Was GOD ever a surname in England ?

+9 votes
144 views
WikiTree profile: Joan Collard
asked in Policy and Style by Maggie N. G2G6 Pilot (606k points)

2 Answers

+7 votes
Generally, I think not, but there is this record from 1557:

https://familysearch.org/ark:/61903/1:1:NDZ3-2JL
answered by R W G2G6 Pilot (257k points)
Interesting, Ron. Not having the actual image to read, I wonder if this is a transcription error ?
Could be!!
I just found her real surname ...which is not "God". Fixed.
The answer to the question is, of course, no. Which is a shame really, I was hoping to see evidence of religious one-upmanship at a time when religion seems to have dominated all thought. That's the reason why no-one would have been called God - at the time this would still have been a heresy, although times were changing and they would probably not have faced much more than ostracization.

My curiousity is now piqued - so what was her name?
Bigod is the closest I have seen.
John, her name (with what minimal sources I could see in the split second that I had to look) is MOORE.

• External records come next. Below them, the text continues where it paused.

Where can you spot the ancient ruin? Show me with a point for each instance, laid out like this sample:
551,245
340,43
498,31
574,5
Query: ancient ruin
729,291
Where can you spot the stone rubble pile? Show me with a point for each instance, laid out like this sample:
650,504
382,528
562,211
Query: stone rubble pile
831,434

Bigod , yes...Doug,I can see that as a surname, By God !
I remember reading a news story a few months ago, in which there was a court case - I think it was in Tennessee, but not certain - about a first name.  A woman wanted to name her son Savior and someone refused to enter it on the birth certificate or refused to file the birth certificate or something.  The judge ruled that she could not name her child Savior and issued chapter and verse (pardon the expression, please) of why, which was, effectively, the judge delivering a religious sermon.  There was a whole brouhaha about separation of church and state.  I don't recall the final outcome ... just thought the story sort of fits in here!
Ah!! Bigod, now that makes sense!

It is a Norman-French name. People with this name were hranted earldom of Norfolk after the conquest. Is that why your person is linked to the Royal Aristo etc project?
She could have named him Zaviour, that is a recognised name and sounds nearly the same.
+2 votes
Goode is derived from England, I think.